I did an analysis through the cBioPortal website and another one using TCGAbiolinks to get the TCGA files and then DESeq2 locally. Although there is a good overlap (58%) of differentially expressed (DE) genes, I'm curious to understand why there isn't a more satisfactory overlap when comparing the two pipelines.
This is the analysis using cBioPortal: https://www.cbioportal.org/comparison/mrna?comparisonId=63b2d2551cec6922c422d9a2
I noticed the DE genes in my analysis that are not statistically DE in cBioPortal are mostly genes with low counts. I have already tried to filter these genes using:
keep <- rowSums( counts(dds) >= 5 ) >= 50 #since I am working with >950 samples dds <- dds[keep,]

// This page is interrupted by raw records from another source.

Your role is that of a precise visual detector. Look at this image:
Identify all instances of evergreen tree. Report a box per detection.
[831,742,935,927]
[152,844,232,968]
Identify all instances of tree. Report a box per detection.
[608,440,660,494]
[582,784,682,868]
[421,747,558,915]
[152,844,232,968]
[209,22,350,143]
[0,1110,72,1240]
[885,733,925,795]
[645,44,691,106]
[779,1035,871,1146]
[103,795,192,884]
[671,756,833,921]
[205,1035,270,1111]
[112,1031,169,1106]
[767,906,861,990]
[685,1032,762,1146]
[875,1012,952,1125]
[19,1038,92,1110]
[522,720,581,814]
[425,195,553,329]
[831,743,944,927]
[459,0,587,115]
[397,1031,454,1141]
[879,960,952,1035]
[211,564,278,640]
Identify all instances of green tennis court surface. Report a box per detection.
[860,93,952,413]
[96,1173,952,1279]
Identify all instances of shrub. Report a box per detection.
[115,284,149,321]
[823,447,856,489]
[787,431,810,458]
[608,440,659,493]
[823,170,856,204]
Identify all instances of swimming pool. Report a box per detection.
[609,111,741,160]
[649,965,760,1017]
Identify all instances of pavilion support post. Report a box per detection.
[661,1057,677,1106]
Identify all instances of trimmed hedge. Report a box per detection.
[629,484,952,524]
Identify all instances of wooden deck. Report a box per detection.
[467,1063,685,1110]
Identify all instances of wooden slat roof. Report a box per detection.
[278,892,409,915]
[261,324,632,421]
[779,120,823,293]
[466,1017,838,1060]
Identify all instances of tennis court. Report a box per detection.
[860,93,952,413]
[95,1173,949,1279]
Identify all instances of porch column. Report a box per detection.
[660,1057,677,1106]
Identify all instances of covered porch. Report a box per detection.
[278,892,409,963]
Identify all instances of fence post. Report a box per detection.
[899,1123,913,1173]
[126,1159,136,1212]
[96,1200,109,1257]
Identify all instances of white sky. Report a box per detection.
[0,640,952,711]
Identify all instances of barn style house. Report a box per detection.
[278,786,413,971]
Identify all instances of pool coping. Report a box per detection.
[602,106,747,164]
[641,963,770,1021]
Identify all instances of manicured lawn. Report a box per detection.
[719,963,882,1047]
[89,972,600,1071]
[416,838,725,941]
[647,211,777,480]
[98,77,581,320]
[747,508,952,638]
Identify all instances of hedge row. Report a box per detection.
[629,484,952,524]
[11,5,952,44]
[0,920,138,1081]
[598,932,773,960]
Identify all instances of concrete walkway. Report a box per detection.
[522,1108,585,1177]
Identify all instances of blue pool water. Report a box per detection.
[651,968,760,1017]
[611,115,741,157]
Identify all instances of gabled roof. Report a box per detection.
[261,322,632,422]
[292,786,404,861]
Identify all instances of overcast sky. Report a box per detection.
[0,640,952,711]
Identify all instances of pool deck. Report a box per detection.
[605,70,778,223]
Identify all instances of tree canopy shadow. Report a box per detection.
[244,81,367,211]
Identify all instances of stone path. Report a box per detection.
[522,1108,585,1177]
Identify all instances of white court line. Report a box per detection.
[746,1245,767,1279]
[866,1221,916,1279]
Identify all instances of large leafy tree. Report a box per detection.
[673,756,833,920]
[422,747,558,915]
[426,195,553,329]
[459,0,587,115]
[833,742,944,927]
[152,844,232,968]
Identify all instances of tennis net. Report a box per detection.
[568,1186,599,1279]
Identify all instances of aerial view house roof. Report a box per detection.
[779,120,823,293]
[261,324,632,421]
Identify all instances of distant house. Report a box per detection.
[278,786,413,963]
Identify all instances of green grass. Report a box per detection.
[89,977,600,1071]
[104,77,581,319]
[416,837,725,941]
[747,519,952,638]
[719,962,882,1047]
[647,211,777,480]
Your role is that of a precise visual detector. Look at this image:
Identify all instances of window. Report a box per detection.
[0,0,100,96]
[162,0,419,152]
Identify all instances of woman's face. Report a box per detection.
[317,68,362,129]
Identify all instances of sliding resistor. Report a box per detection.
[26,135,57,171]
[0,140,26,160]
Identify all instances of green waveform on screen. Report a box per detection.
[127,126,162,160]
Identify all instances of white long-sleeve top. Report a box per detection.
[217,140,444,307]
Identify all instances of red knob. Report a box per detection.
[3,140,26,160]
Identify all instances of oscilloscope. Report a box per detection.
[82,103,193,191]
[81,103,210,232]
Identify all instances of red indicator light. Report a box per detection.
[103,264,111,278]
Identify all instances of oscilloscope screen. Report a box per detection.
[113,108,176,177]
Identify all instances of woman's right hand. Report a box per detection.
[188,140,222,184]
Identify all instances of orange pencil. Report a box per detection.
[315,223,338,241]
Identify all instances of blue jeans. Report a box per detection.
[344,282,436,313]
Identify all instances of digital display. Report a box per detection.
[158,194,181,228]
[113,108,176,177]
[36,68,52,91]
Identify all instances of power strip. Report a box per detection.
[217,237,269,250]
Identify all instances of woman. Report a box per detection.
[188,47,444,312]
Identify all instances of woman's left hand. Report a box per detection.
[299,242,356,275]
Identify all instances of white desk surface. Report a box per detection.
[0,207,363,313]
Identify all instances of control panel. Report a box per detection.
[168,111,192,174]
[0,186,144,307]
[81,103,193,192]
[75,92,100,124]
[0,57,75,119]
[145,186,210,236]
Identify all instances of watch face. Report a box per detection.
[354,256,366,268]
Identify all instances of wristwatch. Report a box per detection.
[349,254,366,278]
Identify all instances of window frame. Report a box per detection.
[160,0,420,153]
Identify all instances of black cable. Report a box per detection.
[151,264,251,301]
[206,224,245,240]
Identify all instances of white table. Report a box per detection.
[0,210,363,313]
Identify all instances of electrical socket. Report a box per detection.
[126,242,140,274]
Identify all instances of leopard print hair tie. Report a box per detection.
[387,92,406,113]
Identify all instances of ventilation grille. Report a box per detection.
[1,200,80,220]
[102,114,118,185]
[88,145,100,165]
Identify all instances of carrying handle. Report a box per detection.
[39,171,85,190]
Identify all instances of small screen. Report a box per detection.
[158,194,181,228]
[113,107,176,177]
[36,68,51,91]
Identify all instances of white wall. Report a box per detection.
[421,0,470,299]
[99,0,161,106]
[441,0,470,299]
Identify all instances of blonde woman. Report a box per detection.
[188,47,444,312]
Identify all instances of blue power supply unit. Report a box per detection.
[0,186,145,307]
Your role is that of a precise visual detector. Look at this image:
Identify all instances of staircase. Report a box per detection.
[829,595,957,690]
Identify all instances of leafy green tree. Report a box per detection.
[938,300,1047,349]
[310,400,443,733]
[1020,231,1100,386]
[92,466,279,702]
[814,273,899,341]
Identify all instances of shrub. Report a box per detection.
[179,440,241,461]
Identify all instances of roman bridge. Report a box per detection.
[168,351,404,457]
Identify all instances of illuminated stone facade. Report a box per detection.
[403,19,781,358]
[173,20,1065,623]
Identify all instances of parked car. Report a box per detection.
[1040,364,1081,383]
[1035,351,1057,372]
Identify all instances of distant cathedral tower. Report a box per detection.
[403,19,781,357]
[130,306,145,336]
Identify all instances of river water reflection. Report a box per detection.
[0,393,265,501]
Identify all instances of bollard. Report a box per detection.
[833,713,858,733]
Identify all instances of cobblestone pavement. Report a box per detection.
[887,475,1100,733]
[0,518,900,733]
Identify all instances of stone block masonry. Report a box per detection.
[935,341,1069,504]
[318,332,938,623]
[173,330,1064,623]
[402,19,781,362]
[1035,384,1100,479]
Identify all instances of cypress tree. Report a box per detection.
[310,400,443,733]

But I keep seeing very low expressed genes as the top DE genes (lower padj) in my analysis.
Some examples that could be checked in the link above; these genes are DE in my analysis, but not in cBioPortal: "ALDH3A1" "STEAP1B" "GHSR" "KRT12"
One gene, "OR3A3", for example, is up-regulated in the “High” group in cBioPortal, but downregulated in the “High” group in my analysis.
Is there a way to get a better overlaping or that is what it is?
I will be glad to provide more details.